La loi préserverait le maintien des centres de première intervention relevant des communes et des EPCI, en dépit de la départementalisation des services d'incendie et de secours, les récentes catastrophes ayant démontré -si nécessaire- l'efficacité des sapeurs-pompiers volontaires servant dans les unités les plus proches de la population.

Les modalités d'intervention opérationnelle de ces centres de première intervention et celles de participation du SDIS à leur fonctionnement seraient fixées par convention.

Les dispositions actuelles attribuant au SDIS la compétence exclusive pour l'acquisition et la gestion des matériels des centres de première intervention non intégrés seraient assouplies pour permettre aux communes et aux EPCI concernés de participer à une telle gestion dans des conditions fixées par convention.

2. La préparation de la loi de modernisation

M. Lionel Jospin, Premier ministre, a confirmé, le 6 octobre 2001 devant le Congrès de la Fédération nationale des sapeurs-pompiers de France, à Saint-Brieuc (Côtes d'Armor) le dépôt d'un projet de loi de modernisation de la sécurité civile avant la fin de l'année.

L'inscription du texte à l'ordre du jour des assemblées n'est pas prévue avant la fin de la présente législature, comme M. Daniel Vaillant, ministre de l'Intérieur l'a confirmé à votre commission des Lois le 21 novembre 2001.

Quoiqu'il en soit, un réexamen des dispositions législatives devrait s'imposer.
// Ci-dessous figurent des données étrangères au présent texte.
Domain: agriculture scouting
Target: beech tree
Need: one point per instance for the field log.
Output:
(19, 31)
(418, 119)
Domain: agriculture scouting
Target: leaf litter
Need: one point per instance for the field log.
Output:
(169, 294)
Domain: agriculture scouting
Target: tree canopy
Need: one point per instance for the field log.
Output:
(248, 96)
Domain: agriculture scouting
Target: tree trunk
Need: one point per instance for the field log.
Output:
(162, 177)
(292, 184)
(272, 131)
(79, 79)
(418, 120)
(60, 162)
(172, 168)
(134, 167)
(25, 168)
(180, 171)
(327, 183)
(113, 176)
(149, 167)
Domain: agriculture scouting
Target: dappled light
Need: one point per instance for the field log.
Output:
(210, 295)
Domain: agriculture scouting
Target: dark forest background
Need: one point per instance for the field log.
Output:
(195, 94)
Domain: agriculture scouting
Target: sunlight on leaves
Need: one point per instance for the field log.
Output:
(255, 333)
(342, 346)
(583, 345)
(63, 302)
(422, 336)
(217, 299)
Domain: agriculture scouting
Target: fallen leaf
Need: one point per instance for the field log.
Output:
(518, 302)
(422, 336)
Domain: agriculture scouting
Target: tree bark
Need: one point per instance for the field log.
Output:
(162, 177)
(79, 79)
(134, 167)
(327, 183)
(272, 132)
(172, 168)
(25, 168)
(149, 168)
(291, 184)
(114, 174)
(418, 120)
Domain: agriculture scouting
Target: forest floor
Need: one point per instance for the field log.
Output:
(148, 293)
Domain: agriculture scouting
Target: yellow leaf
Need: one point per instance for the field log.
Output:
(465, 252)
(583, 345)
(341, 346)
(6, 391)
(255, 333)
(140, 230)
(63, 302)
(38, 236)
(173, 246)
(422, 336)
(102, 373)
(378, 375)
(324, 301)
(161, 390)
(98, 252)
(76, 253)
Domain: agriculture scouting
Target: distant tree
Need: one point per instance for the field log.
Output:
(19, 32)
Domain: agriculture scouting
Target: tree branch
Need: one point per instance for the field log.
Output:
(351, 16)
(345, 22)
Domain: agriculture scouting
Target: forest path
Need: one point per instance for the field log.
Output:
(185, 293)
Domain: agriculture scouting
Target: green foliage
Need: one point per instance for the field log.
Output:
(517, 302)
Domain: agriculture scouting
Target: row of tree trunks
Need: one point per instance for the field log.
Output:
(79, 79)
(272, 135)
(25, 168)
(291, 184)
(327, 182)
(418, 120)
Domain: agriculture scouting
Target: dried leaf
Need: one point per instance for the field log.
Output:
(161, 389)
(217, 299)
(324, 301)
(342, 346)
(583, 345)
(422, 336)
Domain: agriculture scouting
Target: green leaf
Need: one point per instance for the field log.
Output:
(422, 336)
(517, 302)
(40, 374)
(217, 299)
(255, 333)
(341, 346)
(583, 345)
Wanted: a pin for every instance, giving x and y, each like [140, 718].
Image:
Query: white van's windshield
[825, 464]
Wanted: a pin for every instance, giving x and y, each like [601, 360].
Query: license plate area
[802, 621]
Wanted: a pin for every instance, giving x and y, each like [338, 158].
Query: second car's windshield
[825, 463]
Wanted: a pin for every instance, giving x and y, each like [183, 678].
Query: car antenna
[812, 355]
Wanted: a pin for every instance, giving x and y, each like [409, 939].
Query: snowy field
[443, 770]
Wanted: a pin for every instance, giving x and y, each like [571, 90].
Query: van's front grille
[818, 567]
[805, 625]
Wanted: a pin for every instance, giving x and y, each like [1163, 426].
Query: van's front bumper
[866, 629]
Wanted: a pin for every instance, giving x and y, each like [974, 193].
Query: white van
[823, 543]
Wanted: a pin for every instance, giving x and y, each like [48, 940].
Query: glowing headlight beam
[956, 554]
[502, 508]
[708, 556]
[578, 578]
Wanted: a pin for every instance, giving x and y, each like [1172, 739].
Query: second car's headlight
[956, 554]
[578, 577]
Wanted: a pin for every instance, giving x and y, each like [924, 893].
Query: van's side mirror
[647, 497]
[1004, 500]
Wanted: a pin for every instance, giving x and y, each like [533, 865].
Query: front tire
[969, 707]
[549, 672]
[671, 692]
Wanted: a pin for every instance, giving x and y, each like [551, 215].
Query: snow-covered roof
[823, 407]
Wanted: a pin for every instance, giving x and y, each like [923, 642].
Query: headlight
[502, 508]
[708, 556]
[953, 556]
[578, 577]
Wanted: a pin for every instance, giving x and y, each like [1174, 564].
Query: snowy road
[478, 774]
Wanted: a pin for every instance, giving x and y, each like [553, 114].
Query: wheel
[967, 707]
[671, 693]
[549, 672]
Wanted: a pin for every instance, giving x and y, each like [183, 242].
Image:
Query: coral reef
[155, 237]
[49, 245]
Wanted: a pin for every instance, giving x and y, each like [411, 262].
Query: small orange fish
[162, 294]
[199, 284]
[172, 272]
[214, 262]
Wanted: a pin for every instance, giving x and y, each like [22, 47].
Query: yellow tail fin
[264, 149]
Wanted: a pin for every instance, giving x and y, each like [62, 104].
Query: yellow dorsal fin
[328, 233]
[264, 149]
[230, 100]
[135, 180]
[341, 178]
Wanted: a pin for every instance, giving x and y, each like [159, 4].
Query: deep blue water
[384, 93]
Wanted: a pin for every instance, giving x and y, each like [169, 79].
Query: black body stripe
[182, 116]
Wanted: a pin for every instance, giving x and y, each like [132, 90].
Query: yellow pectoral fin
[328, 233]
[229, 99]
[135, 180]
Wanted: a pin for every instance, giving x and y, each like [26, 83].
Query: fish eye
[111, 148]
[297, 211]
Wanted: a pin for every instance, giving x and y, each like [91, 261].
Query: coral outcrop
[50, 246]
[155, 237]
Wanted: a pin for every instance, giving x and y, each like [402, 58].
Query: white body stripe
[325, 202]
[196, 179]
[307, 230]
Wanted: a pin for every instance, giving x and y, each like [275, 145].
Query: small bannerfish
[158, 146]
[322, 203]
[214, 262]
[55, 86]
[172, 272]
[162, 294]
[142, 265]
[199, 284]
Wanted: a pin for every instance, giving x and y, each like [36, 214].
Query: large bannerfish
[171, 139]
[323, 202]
Il est cependant surprenant que cette révision soit engagée dans deux textes successifs, au lieu de faire l'objet d'un examen d'ensemble .

Le Premier ministre a évoqué plusieurs dispositions qui pourraient figurer dans ce texte :

- création d'un comité interministériel de la protection civile , placé sous l'autorité du Premier ministre et chargé de renforcer au plan national le caractère interministériel de la sécurité civile ;

- renforcement de l'échelon zonal pour favoriser la mutualisation des moyens et la coopération civilo-militaire, les limites territoriales des zones de défense civiles et militaires coïncidant depuis 1992.

Un établissement public interdépartemental d'incendie et de secours serait créé dans chaque zone de défense et le rôle du préfet de zone serait renforcé.

Le préfet de zone serait doté de moyens propres, notamment sous la forme d'une unité d'intervention et de secours permettant d'apporter une réponse appropriée en cas de crise importante et de longue durée.

Votre rapporteur observe que la pertinence d'un tel dispositif -intéressant dans son principe- sera liée aux moyens qui seront effectivement déployés, en particulier pour ce qui concerne le financement par l'État des futures structures zonales.

Pour illustrer ce point, on remarquera que la zone de défense de Lille n'est toujours pas, contrairement aux autres zones de défense, dotée d'un état-major de sécurité civile et d'un centre interrégional de coordination de la sécurité civile (CIRCOSC) 5( * ) . La date prévue pour doter cette zone des mêmes moyens que les autres, fixée initialement au 1 er juillet 2001 a été reportée au 1 er trimestre 2002.

Le projet de loi devrait aussi clarifier et simplifier la législation sur la planification de la gestion des crises (plans ORSEC, plans d'urgence, plan rouge, plans particuliers d'intervention, plans de secours spécialisés).

Enfin, les gestionnaires des réseaux de services essentiels (eau, électricité, téléphone) devraient être tenus de proposer au préfet un plan départemental de sécurité des réseaux dont ils ont la charge, analysant les risques prévisibles et prévoyant les dispositions pour rétablir le fonctionnement du service en cas d'interruption.

Il apparaît, à ce stade, prématuré de prendre position à partir de la simple annonce de dispositions susceptibles de figurer dans le projet de loi.

Votre commission des Lois les examinera le moment venu en particulier pour s'assurer que ces réformes ne seront pas source de charges financières supplémentaires pour les collectivités territoriales.

*

* *

Ces observations ont conduit votre commission des Lois à vous proposer le rejet des crédits de la sécurité civile inscrits au budget du ministère de l'Intérieur pour 2002.